It's gonna look nice.


----------



## flyingSquirrel (Aug 22, 2011)

DragonSpirit1185 said:


> No problem.
> I plan on doing the tree trunk pillars and then make roots that will come off of it.
> It's gonna look nice.


Sweet, are you posting a build thread? I can't wait to see how it comes out


----------



## DragonSpirit1185 (Dec 6, 2010)

flyingSquirrel said:


> Sweet, are you posting a build thread? I can't wait to see how it comes out


Nah man I'm broke....eating off Rahmen noodles.
Ole lady ran off with my kid and she had the job.
I was a stay at home dad making reptile products for a local pet store.
Been trying to find a job but it's not looking good thus far.

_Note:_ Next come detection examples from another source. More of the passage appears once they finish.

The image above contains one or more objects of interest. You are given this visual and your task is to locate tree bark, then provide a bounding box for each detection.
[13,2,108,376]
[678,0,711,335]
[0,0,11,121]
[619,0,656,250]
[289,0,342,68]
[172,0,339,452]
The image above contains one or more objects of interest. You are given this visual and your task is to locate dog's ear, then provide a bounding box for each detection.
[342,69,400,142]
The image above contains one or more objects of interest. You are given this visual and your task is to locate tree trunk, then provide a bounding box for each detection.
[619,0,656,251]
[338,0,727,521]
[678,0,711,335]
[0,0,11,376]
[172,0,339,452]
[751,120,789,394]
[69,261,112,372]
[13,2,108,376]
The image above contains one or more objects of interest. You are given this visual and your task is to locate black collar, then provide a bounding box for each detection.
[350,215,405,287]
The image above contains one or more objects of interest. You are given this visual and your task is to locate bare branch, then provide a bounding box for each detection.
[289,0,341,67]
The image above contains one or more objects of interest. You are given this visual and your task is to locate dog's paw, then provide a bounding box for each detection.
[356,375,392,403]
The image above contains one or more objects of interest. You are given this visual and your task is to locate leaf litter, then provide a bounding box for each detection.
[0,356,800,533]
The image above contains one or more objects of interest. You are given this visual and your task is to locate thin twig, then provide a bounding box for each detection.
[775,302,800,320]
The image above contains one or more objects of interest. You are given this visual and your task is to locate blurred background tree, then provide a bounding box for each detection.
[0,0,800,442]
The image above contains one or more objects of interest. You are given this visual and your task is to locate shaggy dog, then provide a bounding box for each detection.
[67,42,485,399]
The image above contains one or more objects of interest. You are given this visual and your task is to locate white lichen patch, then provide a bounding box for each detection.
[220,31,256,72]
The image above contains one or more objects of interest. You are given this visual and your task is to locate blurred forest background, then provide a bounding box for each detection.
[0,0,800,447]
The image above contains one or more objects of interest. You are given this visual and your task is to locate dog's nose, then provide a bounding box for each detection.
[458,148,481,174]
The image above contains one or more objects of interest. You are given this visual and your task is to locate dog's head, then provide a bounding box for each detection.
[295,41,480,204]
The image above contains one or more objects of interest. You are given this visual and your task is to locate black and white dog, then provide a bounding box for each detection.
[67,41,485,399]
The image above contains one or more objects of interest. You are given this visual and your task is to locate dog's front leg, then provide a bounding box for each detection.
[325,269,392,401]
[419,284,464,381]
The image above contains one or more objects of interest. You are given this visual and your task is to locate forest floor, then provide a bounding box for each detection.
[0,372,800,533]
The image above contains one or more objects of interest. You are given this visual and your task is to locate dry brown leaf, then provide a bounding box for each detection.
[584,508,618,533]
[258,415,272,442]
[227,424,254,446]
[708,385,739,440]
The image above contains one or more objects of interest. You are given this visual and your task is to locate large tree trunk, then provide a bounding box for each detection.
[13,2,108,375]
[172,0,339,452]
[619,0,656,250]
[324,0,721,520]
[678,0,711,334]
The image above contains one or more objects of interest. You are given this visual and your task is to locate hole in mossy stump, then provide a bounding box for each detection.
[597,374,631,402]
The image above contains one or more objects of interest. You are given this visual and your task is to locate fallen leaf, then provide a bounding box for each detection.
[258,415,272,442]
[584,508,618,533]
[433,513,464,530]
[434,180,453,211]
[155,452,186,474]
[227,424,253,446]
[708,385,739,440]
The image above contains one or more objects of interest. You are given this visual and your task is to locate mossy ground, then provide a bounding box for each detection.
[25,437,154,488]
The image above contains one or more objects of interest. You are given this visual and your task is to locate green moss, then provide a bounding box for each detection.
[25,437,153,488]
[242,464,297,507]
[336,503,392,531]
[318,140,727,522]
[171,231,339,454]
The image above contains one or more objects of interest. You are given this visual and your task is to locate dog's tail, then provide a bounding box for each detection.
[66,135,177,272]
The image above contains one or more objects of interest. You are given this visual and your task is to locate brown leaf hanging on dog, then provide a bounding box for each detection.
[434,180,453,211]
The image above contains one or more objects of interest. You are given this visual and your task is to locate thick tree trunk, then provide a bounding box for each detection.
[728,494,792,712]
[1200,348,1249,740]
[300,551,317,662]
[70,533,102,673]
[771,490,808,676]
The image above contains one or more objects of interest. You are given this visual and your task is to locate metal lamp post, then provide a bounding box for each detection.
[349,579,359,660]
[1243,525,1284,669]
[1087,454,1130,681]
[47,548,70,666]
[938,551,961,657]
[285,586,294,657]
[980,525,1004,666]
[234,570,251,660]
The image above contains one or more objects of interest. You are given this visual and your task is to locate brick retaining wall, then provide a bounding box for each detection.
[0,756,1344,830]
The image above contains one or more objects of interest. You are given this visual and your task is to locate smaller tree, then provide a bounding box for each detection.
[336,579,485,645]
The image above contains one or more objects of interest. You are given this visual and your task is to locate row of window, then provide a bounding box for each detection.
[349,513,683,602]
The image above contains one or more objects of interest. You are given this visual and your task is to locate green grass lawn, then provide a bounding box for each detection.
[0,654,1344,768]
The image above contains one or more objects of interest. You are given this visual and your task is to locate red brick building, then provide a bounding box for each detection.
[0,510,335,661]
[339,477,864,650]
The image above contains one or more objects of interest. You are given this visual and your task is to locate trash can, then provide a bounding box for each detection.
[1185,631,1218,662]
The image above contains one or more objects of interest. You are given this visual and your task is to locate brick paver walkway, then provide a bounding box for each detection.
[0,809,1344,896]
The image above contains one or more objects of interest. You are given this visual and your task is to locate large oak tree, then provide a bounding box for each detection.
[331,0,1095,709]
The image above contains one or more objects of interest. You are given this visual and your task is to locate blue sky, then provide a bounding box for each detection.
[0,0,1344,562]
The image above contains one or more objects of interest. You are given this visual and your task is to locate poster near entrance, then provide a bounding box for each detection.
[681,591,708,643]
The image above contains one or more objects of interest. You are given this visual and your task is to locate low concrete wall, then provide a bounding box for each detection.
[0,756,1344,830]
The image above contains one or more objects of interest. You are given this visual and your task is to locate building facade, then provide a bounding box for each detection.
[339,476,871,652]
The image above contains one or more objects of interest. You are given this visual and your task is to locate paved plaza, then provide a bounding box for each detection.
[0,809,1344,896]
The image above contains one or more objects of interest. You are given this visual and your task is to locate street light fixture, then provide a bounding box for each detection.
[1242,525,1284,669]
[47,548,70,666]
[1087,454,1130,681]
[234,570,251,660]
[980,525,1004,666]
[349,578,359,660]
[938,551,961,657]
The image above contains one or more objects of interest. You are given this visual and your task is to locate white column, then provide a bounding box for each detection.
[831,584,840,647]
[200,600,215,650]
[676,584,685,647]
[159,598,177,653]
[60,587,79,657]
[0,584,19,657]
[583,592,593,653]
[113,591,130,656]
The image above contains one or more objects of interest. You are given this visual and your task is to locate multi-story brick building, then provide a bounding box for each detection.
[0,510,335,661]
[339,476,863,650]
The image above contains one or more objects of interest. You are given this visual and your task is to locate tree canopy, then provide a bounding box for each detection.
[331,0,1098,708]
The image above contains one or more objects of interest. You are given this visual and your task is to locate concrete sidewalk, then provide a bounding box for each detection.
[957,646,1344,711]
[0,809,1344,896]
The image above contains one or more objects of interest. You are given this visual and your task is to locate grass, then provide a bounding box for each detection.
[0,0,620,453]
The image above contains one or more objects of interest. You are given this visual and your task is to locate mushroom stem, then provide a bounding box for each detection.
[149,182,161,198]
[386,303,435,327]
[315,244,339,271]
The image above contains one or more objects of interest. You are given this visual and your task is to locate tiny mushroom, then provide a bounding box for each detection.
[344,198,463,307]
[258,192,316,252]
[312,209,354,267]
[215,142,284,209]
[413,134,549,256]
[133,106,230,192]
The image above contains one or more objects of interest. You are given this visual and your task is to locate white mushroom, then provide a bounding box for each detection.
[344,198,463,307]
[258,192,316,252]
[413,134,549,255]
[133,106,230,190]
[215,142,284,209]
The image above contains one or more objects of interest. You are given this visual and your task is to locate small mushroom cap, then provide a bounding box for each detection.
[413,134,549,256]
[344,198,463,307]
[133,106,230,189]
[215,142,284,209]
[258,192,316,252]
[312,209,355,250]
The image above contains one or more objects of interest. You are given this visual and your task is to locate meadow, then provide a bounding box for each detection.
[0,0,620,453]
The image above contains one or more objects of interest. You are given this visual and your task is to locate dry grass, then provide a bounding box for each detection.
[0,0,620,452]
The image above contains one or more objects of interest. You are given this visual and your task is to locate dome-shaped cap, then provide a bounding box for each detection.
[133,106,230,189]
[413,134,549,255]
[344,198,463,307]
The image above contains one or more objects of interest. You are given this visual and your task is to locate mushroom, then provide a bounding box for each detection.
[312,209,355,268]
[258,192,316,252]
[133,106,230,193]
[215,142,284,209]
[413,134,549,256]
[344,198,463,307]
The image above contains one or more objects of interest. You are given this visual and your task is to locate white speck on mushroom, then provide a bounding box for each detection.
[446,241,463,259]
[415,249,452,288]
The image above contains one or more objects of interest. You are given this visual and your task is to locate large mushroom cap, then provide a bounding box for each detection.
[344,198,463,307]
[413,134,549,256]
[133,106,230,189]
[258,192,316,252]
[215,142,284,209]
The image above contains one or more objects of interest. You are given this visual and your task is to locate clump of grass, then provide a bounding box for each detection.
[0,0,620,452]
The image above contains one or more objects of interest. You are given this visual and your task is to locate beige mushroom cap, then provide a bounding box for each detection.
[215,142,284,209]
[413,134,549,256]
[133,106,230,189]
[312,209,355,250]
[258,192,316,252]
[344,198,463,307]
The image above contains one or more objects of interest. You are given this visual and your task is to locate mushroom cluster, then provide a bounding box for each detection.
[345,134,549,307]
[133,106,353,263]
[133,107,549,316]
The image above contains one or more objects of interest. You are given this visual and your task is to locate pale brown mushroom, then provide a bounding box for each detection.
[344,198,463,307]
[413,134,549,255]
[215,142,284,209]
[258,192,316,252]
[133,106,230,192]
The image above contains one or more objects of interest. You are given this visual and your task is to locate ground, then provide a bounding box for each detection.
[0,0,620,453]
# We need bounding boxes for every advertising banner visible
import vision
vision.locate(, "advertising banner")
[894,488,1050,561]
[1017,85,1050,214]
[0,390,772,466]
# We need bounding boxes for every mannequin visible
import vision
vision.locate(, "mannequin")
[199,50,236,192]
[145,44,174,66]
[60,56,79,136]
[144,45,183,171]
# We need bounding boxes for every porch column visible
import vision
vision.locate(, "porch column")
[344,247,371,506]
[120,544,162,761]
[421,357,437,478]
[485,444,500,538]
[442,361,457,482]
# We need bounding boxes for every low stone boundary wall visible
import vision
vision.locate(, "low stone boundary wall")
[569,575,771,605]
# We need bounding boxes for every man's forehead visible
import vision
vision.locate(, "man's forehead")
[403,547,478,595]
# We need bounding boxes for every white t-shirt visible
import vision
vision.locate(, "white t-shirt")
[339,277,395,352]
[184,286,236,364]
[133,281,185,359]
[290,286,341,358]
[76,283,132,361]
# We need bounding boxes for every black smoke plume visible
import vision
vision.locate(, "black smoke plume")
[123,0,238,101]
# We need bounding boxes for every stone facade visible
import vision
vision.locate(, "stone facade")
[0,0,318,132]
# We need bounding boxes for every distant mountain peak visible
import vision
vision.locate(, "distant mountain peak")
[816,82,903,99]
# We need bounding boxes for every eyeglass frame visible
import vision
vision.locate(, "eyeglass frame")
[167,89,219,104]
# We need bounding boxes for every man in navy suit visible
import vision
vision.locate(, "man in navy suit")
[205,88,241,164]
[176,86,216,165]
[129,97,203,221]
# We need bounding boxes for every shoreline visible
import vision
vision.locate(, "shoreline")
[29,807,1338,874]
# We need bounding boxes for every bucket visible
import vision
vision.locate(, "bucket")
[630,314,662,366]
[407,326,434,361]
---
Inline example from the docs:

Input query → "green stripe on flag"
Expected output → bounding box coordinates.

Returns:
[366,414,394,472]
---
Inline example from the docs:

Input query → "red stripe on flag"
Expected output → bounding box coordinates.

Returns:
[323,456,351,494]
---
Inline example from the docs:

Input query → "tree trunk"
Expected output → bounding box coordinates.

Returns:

Hopefully one day it will happen.....I hope
Sorry for getting off topic a bit lol

Can't wait to see this tank done


----------



## flyingSquirrel (Aug 22, 2011)

DragonSpirit1185 said:


> Nah man I'm broke....eating off Rahmen noodles.
> Ole lady ran off with my kid and she had the job.
> I was a stay at home dad making reptile products for a local pet store.
> Been trying to find a job but it's not looking good thus far.
> ...


Wow, really sorry to hear about your hard times. Trust me, I know a thing or two about struggles in life though. Hang tough my friend!


----------